A bodhisattva is someone who has sworn not to enter nirvana (liberation beyond rebirth and duhkha [“suffering,” or, “unease”]) until all other sentient beings have done so. That is, they have sworn to be reborn until the last sentient being ceases to suffer and is liberated from the cycle of birth and death. It gives them implicit motivation to help other beings toward their own enlightenment.

Bodhisattvas are also, notably…shown bedecked in jewels, with long hair (as versus shaved heads), and as beautiful. This is symbolic. From what I know, basically all the Mahayana (Great Vehicle) paths advocate this as an ideal, as versus just trying to get oneself to liberation.

What I read in English texts, however, seems like a cotton-candy idealized perfect version of something which was already idealized to begin with, so it’s like “How to Be A Buddhist,” and “You’re Not Being Buddhist Enough,” when I am not certain it is actually to anyone’s benefit to identify as a Buddhist.
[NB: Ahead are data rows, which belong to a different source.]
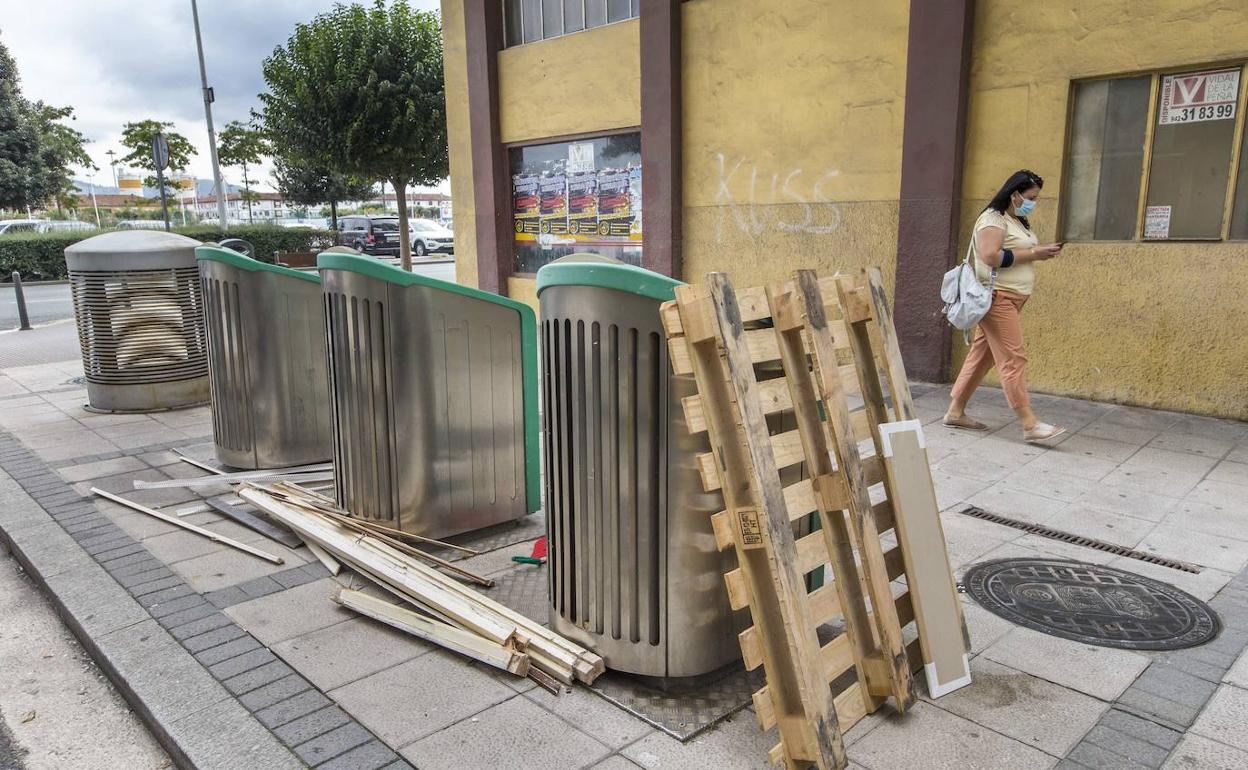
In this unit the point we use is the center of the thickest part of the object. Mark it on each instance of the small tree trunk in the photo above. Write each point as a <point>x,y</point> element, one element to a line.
<point>246,192</point>
<point>404,243</point>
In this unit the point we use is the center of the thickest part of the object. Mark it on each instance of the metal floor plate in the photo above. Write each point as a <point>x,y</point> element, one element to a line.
<point>1092,604</point>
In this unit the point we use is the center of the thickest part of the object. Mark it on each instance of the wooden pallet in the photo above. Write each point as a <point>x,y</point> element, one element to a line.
<point>833,338</point>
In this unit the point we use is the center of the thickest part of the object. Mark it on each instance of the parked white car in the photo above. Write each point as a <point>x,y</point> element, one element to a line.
<point>429,237</point>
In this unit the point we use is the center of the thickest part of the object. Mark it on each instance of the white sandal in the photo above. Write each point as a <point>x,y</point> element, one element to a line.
<point>1041,432</point>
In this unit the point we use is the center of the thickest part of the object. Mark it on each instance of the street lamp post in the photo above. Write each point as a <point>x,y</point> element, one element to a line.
<point>207,117</point>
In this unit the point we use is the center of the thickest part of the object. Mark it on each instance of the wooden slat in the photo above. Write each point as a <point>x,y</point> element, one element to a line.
<point>874,569</point>
<point>739,436</point>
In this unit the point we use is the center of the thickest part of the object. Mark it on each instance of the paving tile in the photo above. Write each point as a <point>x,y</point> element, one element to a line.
<point>306,728</point>
<point>1091,755</point>
<point>1197,547</point>
<point>1100,672</point>
<point>421,696</point>
<point>291,613</point>
<point>594,715</point>
<point>372,755</point>
<point>273,693</point>
<point>1189,443</point>
<point>1197,753</point>
<point>229,567</point>
<point>1171,482</point>
<point>1224,718</point>
<point>934,739</point>
<point>517,734</point>
<point>100,468</point>
<point>332,744</point>
<point>332,657</point>
<point>1037,713</point>
<point>1141,729</point>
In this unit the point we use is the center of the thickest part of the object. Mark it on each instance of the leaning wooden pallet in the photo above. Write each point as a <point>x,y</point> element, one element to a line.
<point>708,335</point>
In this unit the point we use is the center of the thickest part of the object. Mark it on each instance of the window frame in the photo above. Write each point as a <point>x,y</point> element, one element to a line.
<point>1157,75</point>
<point>634,13</point>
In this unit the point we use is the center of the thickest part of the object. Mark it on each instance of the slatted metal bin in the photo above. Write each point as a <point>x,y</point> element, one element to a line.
<point>268,373</point>
<point>140,321</point>
<point>634,570</point>
<point>433,387</point>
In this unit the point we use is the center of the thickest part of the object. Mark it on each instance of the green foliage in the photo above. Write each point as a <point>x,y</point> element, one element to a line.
<point>361,90</point>
<point>44,253</point>
<point>241,145</point>
<point>137,137</point>
<point>36,149</point>
<point>303,182</point>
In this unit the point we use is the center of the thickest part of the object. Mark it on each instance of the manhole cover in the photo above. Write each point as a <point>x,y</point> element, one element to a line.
<point>1092,604</point>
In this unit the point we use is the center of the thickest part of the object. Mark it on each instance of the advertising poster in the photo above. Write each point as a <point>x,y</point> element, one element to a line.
<point>583,204</point>
<point>553,191</point>
<point>1198,96</point>
<point>1157,222</point>
<point>526,202</point>
<point>614,202</point>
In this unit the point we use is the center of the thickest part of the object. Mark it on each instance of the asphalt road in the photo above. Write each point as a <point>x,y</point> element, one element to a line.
<point>44,302</point>
<point>50,302</point>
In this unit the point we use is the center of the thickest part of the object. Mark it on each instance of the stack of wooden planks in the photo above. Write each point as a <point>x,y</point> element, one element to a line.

If the goal is to let go of fixed ideas of Self…the idea of identifying as, “a Buddhist,” is a stepping-stone at best, and grasping for permanence and identity in a world with a defining trait of impermanence, at worst. (“Grasping,” is noted to cause duhkha.)

Let me say this: I don’t think Bodhisattvas are perfect; because if they were perfect, I don’t know that they would be here.

That does bring up the question of whether taking Bodhisattva vows is born of imperfection, and I would say that, given the level one is at when one first takes them, it has to be. Does it start to make one, “clean?” I don’t know. But I would say it likely does give one a community to fall back on, at least in spirit.

There are people I’ve known and presences I’ve sensed which actually are beneficent…the process is called Taking Refuge (in the Buddha [the one who taught the way to live; note there are many Buddhas], the Dharma [the path out of pain], and the Sangha [the religious community, in whatever form that takes]). I have done this in the past, privately. It did help me. A lot. Particularly when I sought Kuan Yin (who is known to give compassion, and is one of the Bodhisattvas who appear both in male [Avalokiteshvara] and Goddess forms).

Do I understand Taking Refuge? Intellectually, no. But, emotionally, it helps.

I have not tried reaching out in person to any Buddhist temples — most of the ones around here are of the Pure Land variant, which isn’t where I’d ideally go first — but the aura I get from two actual Buddhists whose presence I have been in…is very different. (I am assuming my past sensei was at least lay Buddhist, if not monk…just, many things point to that.)

This is long enough. I started to get into stuff here linked with possible past-life influence…but it’s unnecessary and off-topic.

And this may have been partially caused by an artwork I did of a temple, which someone said did remind him of his visit to the Himalayas. (I did not paint this from a reference.)

The point is, for me, that the path I’ve taken in this life is actually kind of…congruent with what I would expect, if I did take Bodhisattva vows. The grad work shapes a person, but on top of that is the public service thing, and how we are not supposed to assume what a person is like, by their appearance. This hits me on the levels of gender, orientation, disability, race, ethnicity, occupation.

I have the ability to communicate. I can be a force for good.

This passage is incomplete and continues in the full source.